At least one reader objected to my lampooning of the fine state of California, which I really do love and appreciate (or I wouldn’t be choosing to vacation here as opposed to any number of places in Hawaii which could be equally conducive to creativity). And, I WAS born in California.  In fact, the retreat I’m on is in the house I was born in untold years ago—a  beautifully restored tidy little 1920s bungalow, the kind with the poured-cement walkway and wrought iron railings on a scrap of lawn, usually surrounded by marigolds or roses.  No mansions in this respectable neighborhood where everyone cares for their yards and cleans up their dog poo and helps each other bring in the mail.

1920's bungalow much like ours.

I’m staying with an aunt and uncle who own the cottage and live in the front house, and I mentioned renting a bike to get around town a little easier. Lo and behold, this morning when I opened the door a shiny beach bike with a fat bouncy seat and high handlebars awaited me, with a note giving the combination of the lock. I couldn’t help a squeal of joy and a little jig—I seriously haven’t had that Christmas-morning-type feeling in… well. Years.  A  lotta years. Too many years.  I felt five again, with pure excitement making me as clumsy as if it was my first time on a two-wheeler.

Don't you just want to jump on and work your knees over? I do!

I hadn’t been on a bike in 15 years. Seriously.  I wished I had a helmet as I wobbled into the street, seat too low so my ageing knees protested and realizing on a hill, that there was only one gear. But I soon got the hang again, and to use a hackneyed cliché, just like riding a bike it all came back to me.

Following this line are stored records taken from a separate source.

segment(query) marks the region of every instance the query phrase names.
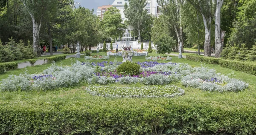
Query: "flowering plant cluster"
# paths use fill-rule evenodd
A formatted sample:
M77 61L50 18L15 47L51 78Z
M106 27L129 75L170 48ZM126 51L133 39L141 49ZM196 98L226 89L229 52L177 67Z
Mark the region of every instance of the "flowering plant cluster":
M84 56L84 59L86 60L108 60L109 56L100 56L96 55L93 56Z
M144 87L91 86L86 90L91 95L114 98L172 98L181 95L184 90L174 86Z
M170 56L167 56L167 57L160 57L160 56L157 57L150 56L149 57L146 57L146 60L172 60L172 58Z
M147 52L146 50L142 49L134 49L134 51L136 51L137 52Z

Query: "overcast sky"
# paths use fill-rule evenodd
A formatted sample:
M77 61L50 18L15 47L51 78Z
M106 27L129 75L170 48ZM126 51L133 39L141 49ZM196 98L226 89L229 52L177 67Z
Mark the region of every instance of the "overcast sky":
M94 9L94 13L98 6L112 4L114 0L75 0L75 2L81 3L80 5L90 10ZM78 7L77 6L77 8Z

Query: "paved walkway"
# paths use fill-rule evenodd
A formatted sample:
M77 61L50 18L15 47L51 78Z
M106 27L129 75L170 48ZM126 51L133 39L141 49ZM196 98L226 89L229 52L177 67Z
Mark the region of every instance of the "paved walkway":
M61 52L59 53L58 54L61 54ZM46 55L47 55L47 54ZM82 54L81 55L83 55ZM44 55L45 56L46 55ZM42 56L44 56L44 55L42 55ZM67 56L66 59L67 59L67 58L72 57L76 57L76 55L68 55L68 56ZM38 60L35 62L35 66L43 65L44 64L44 60ZM30 64L30 63L29 63L29 62L25 62L25 63L20 63L18 64L18 69L23 69L27 66L31 66L31 64Z

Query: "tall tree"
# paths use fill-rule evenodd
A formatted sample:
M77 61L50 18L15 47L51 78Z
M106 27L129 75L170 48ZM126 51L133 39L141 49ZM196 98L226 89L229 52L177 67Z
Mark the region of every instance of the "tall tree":
M183 52L184 42L183 40L183 31L181 20L182 6L183 0L160 0L158 3L162 7L163 14L167 17L166 19L172 25L175 32L178 41L177 44L182 44L181 51Z
M216 0L215 12L215 57L221 57L223 45L221 41L221 11L224 0Z
M147 4L146 0L128 0L129 5L125 4L124 13L128 19L129 24L138 31L138 40L140 39L140 32L142 26L147 20L150 19L150 15L145 10Z
M104 13L101 26L106 37L112 37L117 40L117 37L122 35L125 29L125 25L122 23L119 11L116 7L111 7Z
M52 12L57 6L55 0L21 0L29 12L33 24L33 47L37 56L41 56L39 49L39 32L42 21L46 16Z
M187 0L203 17L204 25L204 56L211 56L211 27L215 13L215 0Z

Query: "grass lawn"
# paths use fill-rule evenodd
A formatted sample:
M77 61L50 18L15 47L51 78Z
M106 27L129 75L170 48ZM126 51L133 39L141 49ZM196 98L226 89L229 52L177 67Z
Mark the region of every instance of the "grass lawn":
M44 56L43 55L42 55L42 57L36 57L34 58L33 59L36 60L37 60L44 59L45 58L48 57L52 57L52 56L58 56L58 55L66 55L67 56L68 56L68 55L73 55L74 54L58 54L58 55L54 55L53 56L51 56L51 55ZM18 63L23 63L23 62L28 62L29 61L28 61L29 60L29 59L20 60L15 60L15 61L14 61L14 62L17 62ZM0 62L0 63L5 63L5 62Z
M100 55L105 55L105 53L100 53ZM92 54L93 55L97 55L97 54L93 53ZM150 56L157 56L158 55L158 54L153 53L150 54ZM160 55L165 56L165 55ZM124 111L123 110L128 110L128 111L131 111L131 112L134 112L134 111L135 111L134 112L135 112L136 111L137 111L137 110L138 110L139 112L141 109L144 109L144 108L145 109L148 110L148 112L145 111L147 112L147 113L149 114L148 115L151 116L151 113L152 113L154 112L154 115L152 115L152 117L154 117L153 116L158 116L158 114L160 114L163 112L171 111L169 110L167 110L167 108L165 108L166 107L166 106L166 106L164 107L163 107L163 106L167 106L167 105L168 104L170 105L171 106L173 106L169 107L171 108L173 107L174 110L176 109L176 108L175 107L178 107L177 106L183 106L180 107L181 108L189 108L191 107L192 108L191 110L187 111L191 111L192 114L193 112L195 113L195 119L196 119L197 117L198 118L200 117L199 114L201 114L198 112L201 111L200 111L201 109L203 110L203 109L205 108L209 109L209 110L207 109L205 111L205 113L218 113L218 110L221 110L221 111L225 110L223 111L224 112L227 111L227 112L227 112L227 114L223 114L223 118L226 118L226 117L229 117L228 116L228 114L231 112L235 114L236 113L239 113L239 111L238 110L239 110L240 109L241 109L241 111L244 112L244 109L246 108L255 108L255 106L256 105L256 83L255 83L256 82L256 76L242 72L223 68L219 65L207 64L200 62L193 62L186 59L178 59L177 57L172 57L173 60L172 62L173 63L188 63L192 67L201 66L208 67L209 68L215 69L217 72L219 72L226 75L228 75L231 72L233 72L234 75L232 76L229 76L230 77L240 79L243 81L248 83L250 84L250 87L248 89L242 92L224 92L223 93L220 93L218 92L204 92L198 89L185 87L183 86L180 83L172 83L172 84L171 84L171 85L175 85L183 89L185 91L185 95L181 96L171 98L113 99L92 96L86 92L85 91L85 89L86 87L88 86L89 85L84 83L80 83L79 85L75 86L66 88L57 88L56 90L53 91L1 92L1 93L0 93L0 107L1 107L1 106L6 106L6 108L9 107L12 107L11 105L9 105L9 103L11 104L11 103L15 103L15 104L17 104L17 106L18 106L20 103L22 103L23 105L20 107L22 108L26 108L26 107L29 107L27 106L38 106L38 107L41 107L41 108L42 107L40 106L47 106L47 108L48 108L47 109L47 109L47 110L46 111L50 111L49 110L55 110L54 108L56 107L58 108L58 110L59 108L61 110L64 109L64 108L69 108L69 109L71 110L70 111L75 111L74 110L77 110L78 111L79 110L83 110L81 111L81 112L85 112L85 111L83 110L87 110L90 108L90 109L98 111L98 112L96 112L95 114L96 115L99 116L99 117L98 117L99 120L101 120L100 116L101 116L102 114L105 114L106 116L107 116L105 117L108 117L108 118L111 120L110 121L113 121L116 120L114 119L116 118L116 117L115 117L115 115L119 116L119 114L115 113L117 113L115 112L118 112L118 111L120 111L120 110L122 110L121 111ZM113 61L115 59L115 57L111 57L109 60L92 60L92 62L102 62L105 61ZM121 62L122 60L122 58L121 56L117 57L116 59L118 61ZM70 65L71 62L71 58L69 58L62 60L61 62L62 65ZM74 58L73 58L73 60ZM81 62L84 61L84 60L83 58L79 58L77 59L77 60ZM133 57L133 61L134 62L145 61L145 57ZM168 62L169 61L158 61L158 62ZM60 65L60 62L57 63L57 65ZM34 67L28 67L26 69L28 70L28 72L30 74L40 73L43 70L47 69L49 66L50 66L50 65L51 64L47 64L44 65L36 66ZM9 75L18 75L20 73L23 72L24 71L24 70L25 69L19 69L6 72L3 74L0 75L0 80L7 78ZM118 85L117 84L111 85L114 86ZM133 85L136 86L136 85L137 84L134 84ZM141 84L140 85L140 86L143 86L143 85ZM120 86L130 86L131 85L125 85ZM3 105L3 104L4 104L4 105ZM23 106L23 105L24 105L25 107ZM175 106L176 105L177 106ZM197 109L195 109L196 107L198 107L199 109L197 108ZM198 109L198 110L197 109ZM230 109L230 112L229 111ZM216 112L213 112L213 111L212 110L215 110L214 111ZM198 111L198 112L197 112ZM143 113L145 112L143 112L144 111L141 111L144 112ZM179 111L181 112L179 112L178 113L182 112L182 111L184 111L184 113L189 113L188 112L186 112L186 110L183 110L182 108L180 109L180 110ZM246 112L246 111L244 111ZM221 112L220 111L219 112L221 113L220 112ZM198 113L197 113L198 112ZM139 112L138 113L140 112ZM177 114L178 112L177 113ZM174 113L174 114L175 114L175 113ZM79 114L79 115L80 115L81 114ZM126 116L128 117L132 117L132 116L134 116L134 113L131 112L131 114L127 114L127 115L131 115L131 116L129 115L130 116ZM216 117L218 117L218 116L221 115L221 114L216 114L217 116ZM193 114L192 114L192 115L193 115ZM238 115L238 116L240 116L239 115L239 114L238 114L237 115ZM82 117L81 115L81 116ZM146 117L145 116L145 115L143 116L144 116L143 117ZM91 116L90 115L90 116ZM126 118L126 116L123 116L123 118ZM156 116L156 117L155 118L156 119L161 119L162 118L161 117L158 118L157 117L158 116ZM180 116L186 117L186 116L176 115L173 115L172 117L173 118L178 118ZM118 117L119 116L116 117ZM140 116L137 117L141 118L140 117ZM160 117L160 116L159 117ZM227 118L229 118L228 117ZM239 117L241 116L240 116ZM220 117L221 118L221 116L220 116ZM140 119L139 118L138 118L138 120L139 120L138 121L140 121ZM190 119L190 118L188 118L188 119ZM213 118L209 118L209 119L205 119L205 120L206 121L213 121L212 120L215 120ZM211 119L212 118L212 119ZM136 119L136 118L134 118L134 119ZM220 118L220 120L221 119L221 118ZM97 120L97 119L95 120L95 121L100 121L100 120ZM118 120L116 121L119 121ZM218 121L218 120L216 121ZM227 121L227 122L228 123L233 122L228 121L229 120ZM95 121L91 121L90 122L94 123L96 122ZM151 122L154 123L154 121L151 121ZM244 121L243 121L243 122L244 122ZM105 124L107 125L110 124ZM244 124L244 123L243 123L243 124ZM156 125L157 125L157 124L155 123L154 124ZM190 124L188 124L189 125ZM218 124L216 124L216 125L215 126L218 126ZM230 124L232 125L232 124ZM112 125L111 125L111 126L110 125L108 125L108 126L115 126ZM182 124L181 124L181 125L182 125ZM196 126L195 124L195 125L194 124L192 124L191 125L192 127L191 128L194 126L195 126L195 127ZM106 127L108 126L106 126ZM157 126L160 126L158 125ZM107 127L105 128L107 128ZM133 127L131 128L132 128ZM143 127L141 128L143 129ZM214 128L213 127L212 128ZM221 127L219 127L219 128L221 129ZM155 129L156 132L157 130L158 131L158 130L159 129ZM225 129L223 129L223 130ZM228 130L227 129L226 129ZM160 130L159 129L159 130ZM199 129L198 130L195 130L194 131L196 132L202 132L204 133L203 130L200 130ZM245 134L244 134L244 135Z

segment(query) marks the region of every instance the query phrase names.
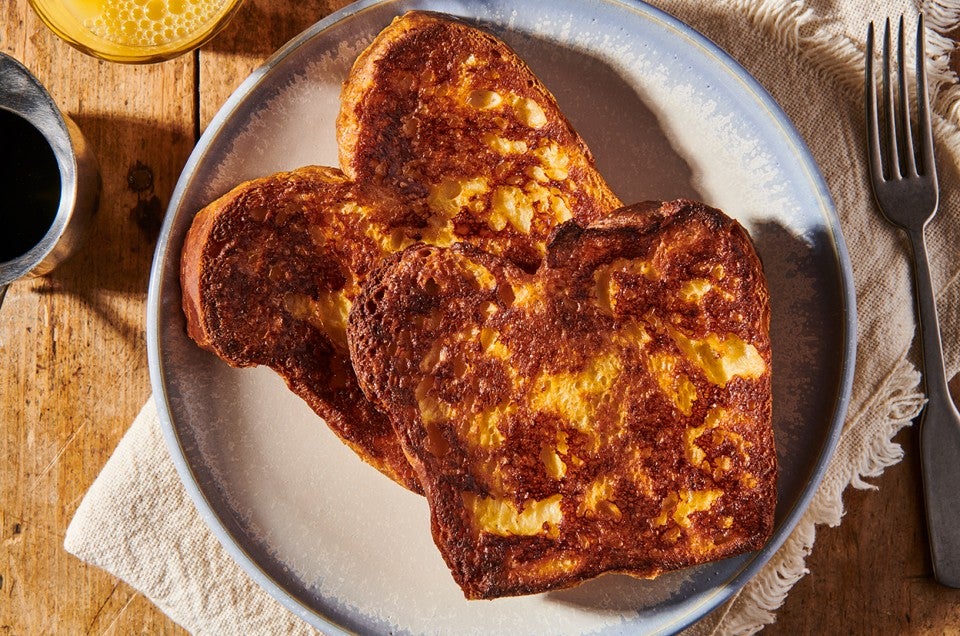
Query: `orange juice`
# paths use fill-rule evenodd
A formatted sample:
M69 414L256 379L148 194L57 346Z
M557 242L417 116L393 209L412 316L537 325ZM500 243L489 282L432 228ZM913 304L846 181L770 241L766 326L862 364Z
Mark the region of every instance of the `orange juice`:
M216 34L241 0L30 0L80 50L116 62L156 62Z

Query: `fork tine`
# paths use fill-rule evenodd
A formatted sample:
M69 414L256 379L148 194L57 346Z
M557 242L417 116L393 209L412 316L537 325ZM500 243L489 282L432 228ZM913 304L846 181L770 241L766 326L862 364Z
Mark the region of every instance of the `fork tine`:
M899 141L903 148L900 156L900 167L904 175L917 176L917 164L913 153L913 133L910 131L910 98L909 88L907 86L906 64L904 64L904 43L903 43L903 15L900 16L900 24L897 28L897 79L898 79L898 106L897 113L897 133ZM919 108L919 104L918 104ZM917 113L919 115L919 111Z
M875 181L883 180L883 159L880 154L879 117L877 115L877 79L873 72L873 22L867 27L867 60L864 73L867 103L867 154L870 173Z
M890 68L890 18L887 18L886 25L883 28L883 132L887 141L887 178L899 179L901 176L900 153L897 149L897 122L896 113L893 110L893 89L890 86L892 77Z
M930 104L927 96L927 55L924 46L926 31L923 14L917 22L917 136L920 138L920 174L937 182L937 165L933 157L933 129L930 124Z

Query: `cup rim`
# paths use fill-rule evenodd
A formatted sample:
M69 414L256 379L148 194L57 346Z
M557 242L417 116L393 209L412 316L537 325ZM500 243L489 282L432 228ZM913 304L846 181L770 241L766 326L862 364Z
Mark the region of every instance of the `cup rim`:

I went all over town, taking pictures with my tourist camera of whatever caught my eye, like the old dude reading Tolstoy in the grass hut on the bluffs , and a mysteriously fuzzy weiner dog who insisted on dragging her owner over to sniff my leg, and a particularly amazing rose garden. I sat above the ocean and took phone videos of the surfers and the line of soaring pelicans cruising just above the water for The Hubby, so he could see what he was missing.

California brown pelicans can glide for miles without moving their wings.

And just like in my Hawaiian pineapple field that magic day some weeks ago (/2010/08/16/a-charm-against-suicide/), a profound well-being filled me to be here, in this place and moment, doing something I love and passing for merely eccentric as I pedal along on my oversized kiddie bike, on vacation in the town I was born in, in the little house I lived in as an infant.

I am wondrously moved by California, its contained  and stunning wildness, its generous fun-loving people, its cornucopia of every kind of delight.  I could live here quite happily—as long as I could keep wearing rubber slippers, which I see a lot of people doing. There’s room for all kinds in California, and that’s another beauty of the place: acceptance and a live-and-let-live attitude.

So apologies California, I'll focus more on the raspberries and less on the Botox… because you deserve that and more.